Chez Paul La Farge, dans Night Ocean, H.P Lovecraft devient l’amant de Robert Barlow. Le roman relève surtout de la littérature générale, mais il hante longtemps, par sa richesse et son jeu sur la fiction et le réel (historique).

Les exemples sont si nombreux qu’il deviendrait fastidieux de tous les citer. J’ai lu la plupart de ces textes ; je trouve celui de Victor LaValle brillant, Winter Tide m’a fatigué, Lovecraft country n’a que peu de rapport avec l’oeuvre de Lovecraft, mais j’ai aimé son ambiance « raciste » à couper au couteau (et il pourrait servir sans problème de base à des scénarios de jeu de rôles).

Alan Moore avec Providence ouvre grand une porte déjà bien entrebâillée. Son hommage ressemble dans l’esprit à celui de Victor LaValle, la création se double d’une réflexion critique sur H.P. Lovecraft, sa vie, son oeuvre. Mais cette dimension critique est beaucoup plus poussée que chez LaValle, je ne veux pas spoiler, mais Moore dans son immense ambition tente un syncrétisme absolu qui rappelle celui du volume final de La Tour sombre de Stephen King.

Providence m’a fasciné (même si le dessin hideux de Jacen Burrows aussi approprié soit-il reste hideux – question de goût). Providence m’a surpris, en bien et en mal. Reboucler l’histoire sur celle de Neonomicon n’était pas, à mon sens, la meilleure idée de Moore. Les passages sexuels m’ont semblé un peu forcés.

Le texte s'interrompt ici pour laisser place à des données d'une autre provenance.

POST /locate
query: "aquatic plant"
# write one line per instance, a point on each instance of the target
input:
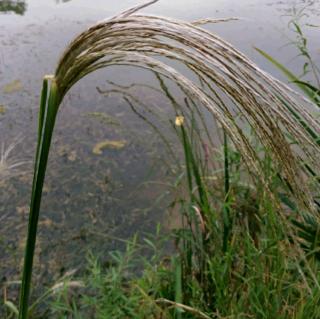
(230, 87)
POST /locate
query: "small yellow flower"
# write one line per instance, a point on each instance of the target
(179, 120)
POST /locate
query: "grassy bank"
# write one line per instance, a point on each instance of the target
(246, 194)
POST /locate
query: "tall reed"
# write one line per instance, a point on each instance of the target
(230, 83)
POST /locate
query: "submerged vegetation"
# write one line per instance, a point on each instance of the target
(245, 200)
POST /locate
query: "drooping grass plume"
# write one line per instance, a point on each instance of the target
(230, 84)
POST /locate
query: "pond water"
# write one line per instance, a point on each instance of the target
(90, 198)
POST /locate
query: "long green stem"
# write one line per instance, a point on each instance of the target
(226, 210)
(47, 118)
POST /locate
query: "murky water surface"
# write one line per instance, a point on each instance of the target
(93, 194)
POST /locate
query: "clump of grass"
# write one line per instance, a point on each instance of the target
(231, 88)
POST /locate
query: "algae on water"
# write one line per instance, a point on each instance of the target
(99, 147)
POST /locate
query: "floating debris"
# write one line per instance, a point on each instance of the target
(104, 118)
(2, 109)
(99, 147)
(12, 87)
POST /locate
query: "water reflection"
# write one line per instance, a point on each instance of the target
(18, 7)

Mais ça reste quand même très fort, d’une grande richesse, et arrivé à la fin, on n’a qu’envie le relire pour essayer de voir tout ce qui vous a échappé à la première lecture. Car Providence est un immense jeu de pistes où l’on s’amuse à trouver des ponts, des passerelles, des correspondances. Comme ce Dr Hector North qui est évidemment une version parallèle d’Herbert West.

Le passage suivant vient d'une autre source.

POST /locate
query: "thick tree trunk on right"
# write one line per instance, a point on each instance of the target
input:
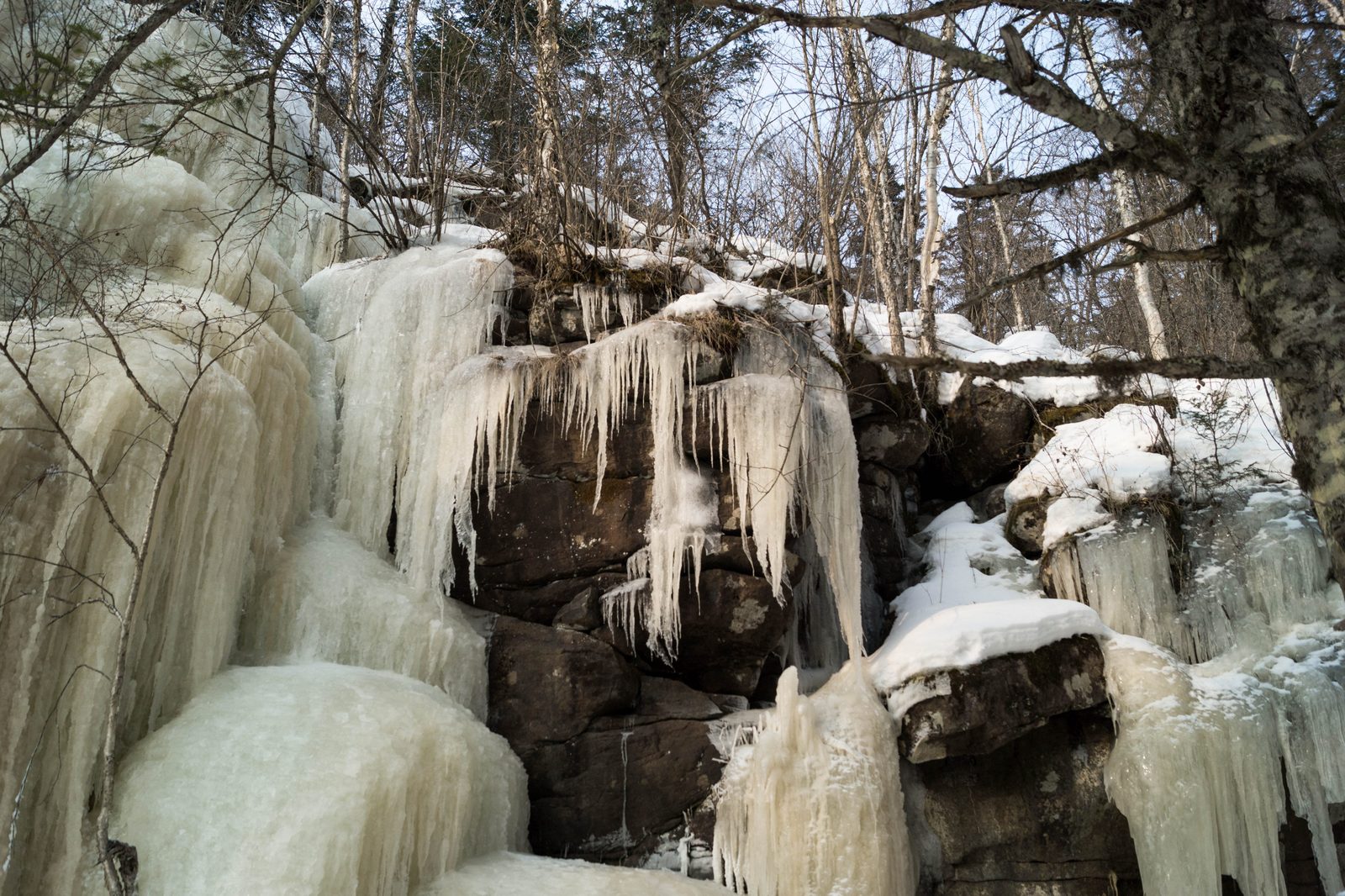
(1279, 214)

Les trois volumes de Providence sont probablement incontournables pour les fans de Lovecraft (qui les ont déjà lus au moment où j’écris ces lignes). C’est audacieux (des pages et des pages de texte, une horreur et une pornographie frontales et/ou homosexuelle que Lovecraft aurait détesté). On peut toutefois regretter que Moore se soit associé une fois encore à Jacen Burrows… qui n’a pas la classe d’un Dave McKean ou d’un Jason Shawn Alexander (pour n’en citer que deux).